Prioritizing initiatives

Dimension Question
Value If this works, what business/user impact appears?
Confidence Have we or peers shipped this before?
Leverage Does this unblock other work?
Reversibility Can we roll it back cleanly?
Capacity Do we have people, evals, and ops to support prod?
  • Default: ship one high-confidence, high-leverage win first; then take a bigger swing.

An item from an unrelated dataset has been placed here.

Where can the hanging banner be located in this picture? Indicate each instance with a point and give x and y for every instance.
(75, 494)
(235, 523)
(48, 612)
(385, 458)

Cross-functional contracts

Partner We owe They owe
PM Capability bounds; eval-backed claims Acceptance criteria; user data access
Design Failure-state UX; latency expectations Streaming / refusal patterns
Data Eng Schema + freshness needs Reliable pipelines; quality SLAs
Security / Privacy Threat model; data flow Approved vendors; data classification
Legal / Compliance Use-case and vendor list Approval cadence; risk register
Finance Cost forecast; unit economics Budget visibility; chargeback if needed

Cost equation

$ per call ~= (input_tokens x $/1M_input)
          + (output_tokens x $/1M_output)
          + (cached_input x cache discount)
  • Output tokens are often the dominant cost.
  • Token counts compound fast: system prompt + few-shot + history + retrieved context.
  • Always log actual token usage.

8-lever cost playbook

Lever Effort Typical impact Notes
1. Cap output tokens Minutes 10-40% Lower max_tokens by endpoint
2. Prompt caching Hours to a day 30-70% Put stable prefixes first
3. Model routing Days 30-80% Cheap-for-easy, expensive-for-hard
4. Prompt compression Days 10-30% Remove dead context; summarize history
5. Batch API Hours Up to 50% Use for async workloads
6. RAG over long context Days to weeks 30-70% Retrieve chunks instead of stuffing docs
7. Self-host open weights Weeks + ops 50-90% at high utilization Only if utilization math works
8. Distill / fine-tune small models Weeks 60-90% per inference Needs strong dataset + eval discipline

Self-host break-even

API cost / month = QPS x 86_400 x 30 x avg_tokens x $/token
Self-host cost   = (GPUs x $/hour x 730) + ops_overhead
  • Illustrative heuristics:
  • One H100 ~= \(1.5K-\)3.5K/month depending on pricing/utilization assumptions.
  • Self-hosting usually becomes interesting once spend is well above hobby scale and workload is stable.
  • Practical rule:
  • < $20K/month: stay on vendor APIs.
  • \(50K-\)100K+/month: self-hosting deserves real math.
  • Between: model case by case.

Executive dashboard

Panel Why it matters
$ this month vs forecast Shows budget control
$ by feature / team Shows where spend concentrates
$ per active user Shows unit economics
Cache hit rate Measures prompt-caching leverage
Tokens by model tier Measures routing efficiency
Avg output tokens / call Measures answer-length control
% on Batch API Measures async discount usage

Governance practices

Practice What it means
Per-feature budgets Soft alerts at 75%; hard cutoffs at 100% unless overridden
Pre-launch cost review Every AI feature gets a forecast before code freeze
Quarterly cost-down sprint Dedicated time for lever work
Vendor pricing watch Track price changes; renegotiate when spend warrants
Per-PR cost diff CI estimates $/call delta on prompt or model changes
Eval gates before rollout Prompt/model changes need offline checks
Audit logs for sensitive actions Needed for trust, security, and compliance
Kill switches + rollback paths Required for high-stakes AI features

Useful interview answer templates

  • Build-vs-buy: Default to prompting; then RAG; then fine-tune only with clean dataset + evals; self-host only when volume or residency justifies ops burden.
  • Cost: Make cost visible by feature/model/user; then run levers in order: output caps, caching, routing, compression, batch, retrieval, self-host, distill.
  • Team design: Start central applied team with one platform-leaning engineer; split once shared infra becomes load-bearing.